Quit complaining, and go enjoy some culture
By Jacey Gibb, Distribution Manager
If life were a drinking game where we took a shot every time someone complained about Vancouver being unfriendly or standoffish, we’d all be cry-singing to “Mr. Brightside” before nine o’clock.
It’s a tired cliché, to the point where it’s almost cliché to complain about it being clichéd. Yes, some folks in this city have a stick up their ass the size of a telephone pole, but it’s the same deal with any city you go to. There aren’t a ton of places where you can move to and find every corner of the city throwing its arms wide open for a warm embrace; you have to put the legwork in yourself.
Take the Lower Mainland’s arts community, for example. On the exterior, you probably think about the Granville Strip as the hub of activity, but if you squint and look a little closer, there’s a wonderful world of artists existing on the fringes of Vancouver. Underground venues, hilarious comedy shows, DIY gallery openings, punk shows held under bridges—they’re all there, and they’re all relatively affordable. You just have to know where to look.
Here are some habits you can adopt to further dive into the lesser-known parts of Vancouver’s arts community.
Check (something other than the Georgia Straight) for upcoming events/happenings
There are a lot of folks out there who, collectively, spend a decent chunk of time collecting and compiling event information so you don’t have to.

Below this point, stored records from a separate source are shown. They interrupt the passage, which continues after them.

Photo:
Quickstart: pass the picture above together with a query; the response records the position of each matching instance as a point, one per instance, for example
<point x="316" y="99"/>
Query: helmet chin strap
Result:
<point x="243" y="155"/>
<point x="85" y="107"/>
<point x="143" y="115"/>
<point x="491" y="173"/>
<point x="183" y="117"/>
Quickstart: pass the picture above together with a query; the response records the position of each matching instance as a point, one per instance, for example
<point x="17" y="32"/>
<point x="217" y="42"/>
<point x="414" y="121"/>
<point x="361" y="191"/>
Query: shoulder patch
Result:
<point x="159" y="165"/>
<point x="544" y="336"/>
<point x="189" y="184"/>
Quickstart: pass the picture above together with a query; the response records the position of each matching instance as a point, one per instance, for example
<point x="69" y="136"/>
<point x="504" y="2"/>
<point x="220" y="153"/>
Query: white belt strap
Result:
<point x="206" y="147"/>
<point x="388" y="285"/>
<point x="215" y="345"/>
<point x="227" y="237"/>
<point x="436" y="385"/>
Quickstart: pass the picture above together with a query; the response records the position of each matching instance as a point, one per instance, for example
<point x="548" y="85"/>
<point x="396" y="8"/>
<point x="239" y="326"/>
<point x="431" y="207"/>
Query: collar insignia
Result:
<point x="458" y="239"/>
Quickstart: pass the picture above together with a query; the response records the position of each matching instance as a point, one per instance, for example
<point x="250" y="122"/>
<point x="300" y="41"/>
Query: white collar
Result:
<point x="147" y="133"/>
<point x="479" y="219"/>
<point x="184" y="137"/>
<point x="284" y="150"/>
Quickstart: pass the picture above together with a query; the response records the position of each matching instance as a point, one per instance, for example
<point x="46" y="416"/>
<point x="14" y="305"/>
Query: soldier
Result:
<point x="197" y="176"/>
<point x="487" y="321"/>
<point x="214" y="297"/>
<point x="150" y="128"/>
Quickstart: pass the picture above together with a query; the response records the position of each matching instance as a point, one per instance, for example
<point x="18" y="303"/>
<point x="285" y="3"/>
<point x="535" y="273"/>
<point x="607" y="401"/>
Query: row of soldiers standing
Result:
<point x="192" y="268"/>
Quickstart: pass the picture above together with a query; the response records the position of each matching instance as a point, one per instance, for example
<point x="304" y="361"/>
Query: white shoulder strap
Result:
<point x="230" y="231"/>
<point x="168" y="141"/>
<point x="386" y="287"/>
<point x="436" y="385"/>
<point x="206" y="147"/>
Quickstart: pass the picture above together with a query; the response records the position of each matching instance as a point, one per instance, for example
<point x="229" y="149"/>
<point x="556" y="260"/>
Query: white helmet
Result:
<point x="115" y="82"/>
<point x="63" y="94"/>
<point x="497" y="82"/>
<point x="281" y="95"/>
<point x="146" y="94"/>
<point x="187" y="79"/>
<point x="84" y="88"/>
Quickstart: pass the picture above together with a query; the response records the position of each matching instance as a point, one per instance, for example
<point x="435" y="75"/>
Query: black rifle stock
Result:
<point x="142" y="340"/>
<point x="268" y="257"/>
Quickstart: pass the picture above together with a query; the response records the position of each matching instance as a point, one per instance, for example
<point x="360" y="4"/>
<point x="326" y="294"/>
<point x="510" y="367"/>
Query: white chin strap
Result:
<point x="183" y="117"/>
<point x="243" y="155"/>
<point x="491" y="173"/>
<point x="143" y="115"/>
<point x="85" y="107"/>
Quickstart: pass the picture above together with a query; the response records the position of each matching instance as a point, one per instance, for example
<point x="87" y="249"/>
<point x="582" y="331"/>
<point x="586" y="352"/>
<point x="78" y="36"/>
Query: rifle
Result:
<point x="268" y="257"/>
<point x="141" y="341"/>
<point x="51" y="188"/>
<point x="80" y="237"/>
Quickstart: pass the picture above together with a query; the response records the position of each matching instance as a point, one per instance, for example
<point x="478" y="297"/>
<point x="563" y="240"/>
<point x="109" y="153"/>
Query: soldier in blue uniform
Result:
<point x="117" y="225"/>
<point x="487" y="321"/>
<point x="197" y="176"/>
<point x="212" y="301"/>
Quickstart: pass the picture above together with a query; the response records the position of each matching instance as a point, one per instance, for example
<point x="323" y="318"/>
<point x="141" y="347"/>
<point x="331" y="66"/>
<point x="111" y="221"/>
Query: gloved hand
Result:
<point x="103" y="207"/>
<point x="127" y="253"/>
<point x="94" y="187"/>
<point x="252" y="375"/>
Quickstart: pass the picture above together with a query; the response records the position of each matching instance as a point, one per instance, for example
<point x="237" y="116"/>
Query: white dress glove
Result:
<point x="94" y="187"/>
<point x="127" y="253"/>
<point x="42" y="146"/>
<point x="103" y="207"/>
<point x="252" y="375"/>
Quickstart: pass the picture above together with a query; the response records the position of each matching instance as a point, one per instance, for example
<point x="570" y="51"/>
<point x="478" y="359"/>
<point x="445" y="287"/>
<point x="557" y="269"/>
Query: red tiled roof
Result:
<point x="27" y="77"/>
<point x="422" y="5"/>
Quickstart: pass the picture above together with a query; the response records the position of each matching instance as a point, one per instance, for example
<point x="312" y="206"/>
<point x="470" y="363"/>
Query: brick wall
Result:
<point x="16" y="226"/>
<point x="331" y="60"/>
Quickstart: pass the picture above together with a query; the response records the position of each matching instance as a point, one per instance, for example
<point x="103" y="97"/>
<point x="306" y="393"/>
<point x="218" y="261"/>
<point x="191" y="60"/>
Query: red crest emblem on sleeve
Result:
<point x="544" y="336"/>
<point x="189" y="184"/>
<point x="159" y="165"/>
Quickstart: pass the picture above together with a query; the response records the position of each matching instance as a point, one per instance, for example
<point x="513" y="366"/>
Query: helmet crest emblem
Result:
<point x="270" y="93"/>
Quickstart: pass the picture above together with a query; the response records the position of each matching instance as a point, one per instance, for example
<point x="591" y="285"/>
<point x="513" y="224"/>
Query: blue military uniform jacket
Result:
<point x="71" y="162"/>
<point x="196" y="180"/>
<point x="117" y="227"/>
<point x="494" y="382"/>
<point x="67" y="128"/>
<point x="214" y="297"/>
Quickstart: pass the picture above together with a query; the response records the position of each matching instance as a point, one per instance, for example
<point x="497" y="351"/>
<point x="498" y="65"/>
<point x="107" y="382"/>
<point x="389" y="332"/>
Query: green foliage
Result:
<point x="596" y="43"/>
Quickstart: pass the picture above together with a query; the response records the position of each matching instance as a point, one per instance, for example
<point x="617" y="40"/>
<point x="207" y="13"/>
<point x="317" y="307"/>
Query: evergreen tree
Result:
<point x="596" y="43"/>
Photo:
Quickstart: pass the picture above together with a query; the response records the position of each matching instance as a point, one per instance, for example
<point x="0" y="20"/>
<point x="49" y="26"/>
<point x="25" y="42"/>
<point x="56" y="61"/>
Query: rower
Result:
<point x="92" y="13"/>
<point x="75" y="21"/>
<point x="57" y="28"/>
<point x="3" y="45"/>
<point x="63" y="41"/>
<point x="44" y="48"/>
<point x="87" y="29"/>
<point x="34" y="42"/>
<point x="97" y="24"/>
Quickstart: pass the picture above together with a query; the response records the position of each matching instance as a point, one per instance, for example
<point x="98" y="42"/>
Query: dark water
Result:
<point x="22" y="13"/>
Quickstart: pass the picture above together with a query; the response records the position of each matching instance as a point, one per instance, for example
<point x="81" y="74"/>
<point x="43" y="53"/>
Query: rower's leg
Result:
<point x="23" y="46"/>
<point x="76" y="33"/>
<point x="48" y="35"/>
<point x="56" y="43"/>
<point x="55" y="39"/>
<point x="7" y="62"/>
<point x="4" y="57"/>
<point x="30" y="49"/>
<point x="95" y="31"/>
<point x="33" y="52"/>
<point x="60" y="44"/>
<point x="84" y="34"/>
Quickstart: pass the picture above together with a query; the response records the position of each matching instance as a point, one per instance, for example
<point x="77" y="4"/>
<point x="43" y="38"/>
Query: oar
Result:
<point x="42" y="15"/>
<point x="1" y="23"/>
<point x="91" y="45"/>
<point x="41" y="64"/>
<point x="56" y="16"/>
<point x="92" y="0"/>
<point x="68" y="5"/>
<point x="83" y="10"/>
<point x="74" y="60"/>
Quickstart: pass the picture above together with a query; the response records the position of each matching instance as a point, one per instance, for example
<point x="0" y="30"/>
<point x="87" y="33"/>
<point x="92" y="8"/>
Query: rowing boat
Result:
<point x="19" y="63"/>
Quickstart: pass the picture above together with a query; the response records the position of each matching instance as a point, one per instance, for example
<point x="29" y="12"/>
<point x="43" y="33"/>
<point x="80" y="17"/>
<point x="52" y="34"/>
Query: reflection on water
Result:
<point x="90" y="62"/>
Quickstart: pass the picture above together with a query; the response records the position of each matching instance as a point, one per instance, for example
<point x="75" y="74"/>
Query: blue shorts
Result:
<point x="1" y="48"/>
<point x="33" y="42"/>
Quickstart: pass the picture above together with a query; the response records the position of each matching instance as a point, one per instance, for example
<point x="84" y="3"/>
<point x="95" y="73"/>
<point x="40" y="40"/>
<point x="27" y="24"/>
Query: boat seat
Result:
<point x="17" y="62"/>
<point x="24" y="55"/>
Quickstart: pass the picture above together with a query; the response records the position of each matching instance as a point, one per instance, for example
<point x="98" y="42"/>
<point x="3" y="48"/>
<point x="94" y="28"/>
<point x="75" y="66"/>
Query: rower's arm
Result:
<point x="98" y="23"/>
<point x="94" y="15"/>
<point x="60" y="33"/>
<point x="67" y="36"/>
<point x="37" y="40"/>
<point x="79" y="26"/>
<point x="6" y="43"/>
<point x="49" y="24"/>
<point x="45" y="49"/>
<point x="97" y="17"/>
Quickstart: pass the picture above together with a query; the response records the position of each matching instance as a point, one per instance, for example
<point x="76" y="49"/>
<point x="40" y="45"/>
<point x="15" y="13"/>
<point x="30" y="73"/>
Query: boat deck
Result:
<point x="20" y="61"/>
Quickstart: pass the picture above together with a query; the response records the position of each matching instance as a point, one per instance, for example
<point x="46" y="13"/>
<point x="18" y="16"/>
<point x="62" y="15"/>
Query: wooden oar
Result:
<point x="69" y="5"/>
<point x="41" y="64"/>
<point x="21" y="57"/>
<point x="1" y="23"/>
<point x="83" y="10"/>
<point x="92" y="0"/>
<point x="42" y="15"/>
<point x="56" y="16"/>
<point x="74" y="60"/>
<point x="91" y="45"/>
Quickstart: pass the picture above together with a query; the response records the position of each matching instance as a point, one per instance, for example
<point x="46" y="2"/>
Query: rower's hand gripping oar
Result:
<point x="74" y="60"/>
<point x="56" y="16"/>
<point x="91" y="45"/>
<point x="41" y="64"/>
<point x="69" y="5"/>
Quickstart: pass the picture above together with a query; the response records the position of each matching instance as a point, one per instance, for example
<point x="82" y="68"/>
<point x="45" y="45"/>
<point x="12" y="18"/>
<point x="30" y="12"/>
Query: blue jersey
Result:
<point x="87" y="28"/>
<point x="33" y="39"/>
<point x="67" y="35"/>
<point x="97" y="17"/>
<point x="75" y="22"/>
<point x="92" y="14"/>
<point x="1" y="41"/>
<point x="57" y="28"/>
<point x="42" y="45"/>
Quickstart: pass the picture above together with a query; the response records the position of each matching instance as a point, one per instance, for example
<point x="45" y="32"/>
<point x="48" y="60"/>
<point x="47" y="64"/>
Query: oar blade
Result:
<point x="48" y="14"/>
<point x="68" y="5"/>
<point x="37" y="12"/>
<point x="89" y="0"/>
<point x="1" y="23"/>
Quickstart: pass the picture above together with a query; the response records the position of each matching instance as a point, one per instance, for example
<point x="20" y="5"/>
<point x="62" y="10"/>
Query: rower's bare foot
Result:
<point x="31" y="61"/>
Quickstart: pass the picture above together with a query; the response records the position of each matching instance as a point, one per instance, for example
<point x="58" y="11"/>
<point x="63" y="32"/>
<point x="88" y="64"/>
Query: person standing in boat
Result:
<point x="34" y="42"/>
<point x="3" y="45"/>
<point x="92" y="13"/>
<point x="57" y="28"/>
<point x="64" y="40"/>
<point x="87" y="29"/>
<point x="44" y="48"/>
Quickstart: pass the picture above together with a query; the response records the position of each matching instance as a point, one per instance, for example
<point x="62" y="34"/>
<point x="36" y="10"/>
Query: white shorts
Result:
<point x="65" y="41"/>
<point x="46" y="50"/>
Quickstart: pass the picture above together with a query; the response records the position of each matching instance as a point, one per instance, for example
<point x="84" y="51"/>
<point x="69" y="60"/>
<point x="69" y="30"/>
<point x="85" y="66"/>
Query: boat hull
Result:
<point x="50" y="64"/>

Piggyback off their hard work and jump to the source to find all the great things happening right here in your backyard. You’ve likely browsed the Current Events listing in the Georgia Straight, but cast that culture net wider—local publications like Discorder and BeatRoute publish monthly calendars for concerts, while LiveVan.com and Bored in Vancouver are just a few websites that boast expansive event listings.
Like/follow local venues and organizations on social media
I get it, your wounds from the Cambridge Analytica scandal are still searing, and you’ve either deactivated F-book completely or you’re on the verge of doing so. I personally will never delete Facebook because it’s how I stay in-the-loop on so many different events around the city. For DIY venues where real-life advertising lies beyond their operating budgets, social media is the primary means of promoting events. New algorithms also mean that events from pages are less likely to be seen unless you follow the page—or unless they’re paid advertisements. Most venues or organizations will have some kind of social media page, so give them a follow to get regular updates delivered straight to your feed.
Actually go out to events
A few years ago, I was interviewing the director of a volunteer-run music festival, and she told me, “You get what you put into any community that you’re a part of.” This nugget of advice has stuck with me because of how important it is. The more you attend events, the more community members you’ll slowly start to meet, the more pals you’ll make, the more you’ll hear about stuff happening in Vancouver, the more these events will pop up in your newsfeed. Conquer that dumb voice in your head that’s telling you to avoid social events, and just frickin’ show up.
Acquainting yourself with a new community is never an easy endeavour, but you have to start somewhere. Pick up a monthly publication, tap “Follow” or “Like” a few times, head out to some events, and start to explore the incredible fun arts community that’s been right in front of you this entire time.
…Or you can be one of those people who just complains about Vancouver and talks about moving to Montreal/Toronto/wherever. It’s up to you.